HamadaMayu/qwen2.5-7b-agent-trajectory-mixed_dbv4_alfv4_1to1
HamadaMayu/qwen2.5-7b-agent-trajectory-mixed_dbv4_alfv4_1to1 is a 7.6 billion parameter Qwen2.5-7B-Instruct based model fine-tuned for AgentBench tasks, specifically sequential trajectory planning (ALFWorld) and structured reasoning/database querying (DBBench). This model excels at deterministic action generation and reducing invalid actions within these agentic domains. It is optimized for research and evaluation in trajectory learning and agent behavior.
Loading preview...
Model Overview
This model, qwen2.5-7b-agent-trajectory-mixed_dbv4_alfv4_1to1, is a 7.6 billion parameter variant of Qwen/Qwen2.5-7B-Instruct, specifically fine-tuned for agentic tasks. It integrates capabilities for sequential trajectory planning and structured reasoning, making it suitable for complex agent environments.
Key Capabilities
- AgentBench Optimization: Specifically trained on ALFWorld and DBBench datasets for agent trajectory planning and database querying.
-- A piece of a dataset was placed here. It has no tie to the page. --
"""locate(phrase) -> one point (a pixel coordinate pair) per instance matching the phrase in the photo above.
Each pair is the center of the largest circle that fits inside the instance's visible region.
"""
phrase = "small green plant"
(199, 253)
- Deterministic Action Generation: Optimized for generating consistent and predictable actions.
- Reduced Invalid Actions: Aims to minimize the occurrence of incorrect or invalid actions within its target domains.
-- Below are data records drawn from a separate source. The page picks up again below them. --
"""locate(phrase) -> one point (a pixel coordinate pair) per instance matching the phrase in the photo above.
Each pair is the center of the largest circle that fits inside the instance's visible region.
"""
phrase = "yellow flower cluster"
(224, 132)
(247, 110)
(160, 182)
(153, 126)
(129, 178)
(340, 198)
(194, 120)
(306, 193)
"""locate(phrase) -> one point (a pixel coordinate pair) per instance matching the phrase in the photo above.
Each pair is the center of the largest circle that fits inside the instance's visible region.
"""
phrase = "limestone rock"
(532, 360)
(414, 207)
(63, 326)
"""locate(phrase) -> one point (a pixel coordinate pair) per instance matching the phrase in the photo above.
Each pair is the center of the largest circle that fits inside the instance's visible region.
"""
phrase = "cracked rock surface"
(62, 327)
- Supervised Fine-Tuning (SFT): Utilizes LoRA-based SFT, with weights merged into the base model.
Training Details
The model was trained using a 1:1 mix of the u-10bei/sft_alfworld_trajectory_dataset_v5 and u-10bei/dbbench_sft_dataset_react_v4 datasets. Loss was applied exclusively to assistant outputs, and no external datasets were incorporated.
Intended Use Cases
- AgentBench Evaluation: Ideal for evaluating agent performance on ALFWorld and DBBench tasks.
- Trajectory Learning Research: Useful for research into how language models handle sequential decision-making.
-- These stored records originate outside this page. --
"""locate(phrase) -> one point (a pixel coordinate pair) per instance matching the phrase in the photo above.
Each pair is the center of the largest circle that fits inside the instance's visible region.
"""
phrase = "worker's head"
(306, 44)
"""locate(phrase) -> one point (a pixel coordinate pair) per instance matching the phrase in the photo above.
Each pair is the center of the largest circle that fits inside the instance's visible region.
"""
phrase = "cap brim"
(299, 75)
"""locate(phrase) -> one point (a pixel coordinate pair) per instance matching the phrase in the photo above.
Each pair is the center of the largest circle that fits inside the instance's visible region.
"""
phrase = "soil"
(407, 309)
- Educational Experiments: Suitable for academic and experimental purposes related to agentic AI.
Limitations
- Performance may decline when used outside the specific AgentBench domains it was trained on.
- Long-horizon planning is constrained by the model's 32K context length.
- The model may still produce invalid actions if faced with significant distribution shifts from its training data.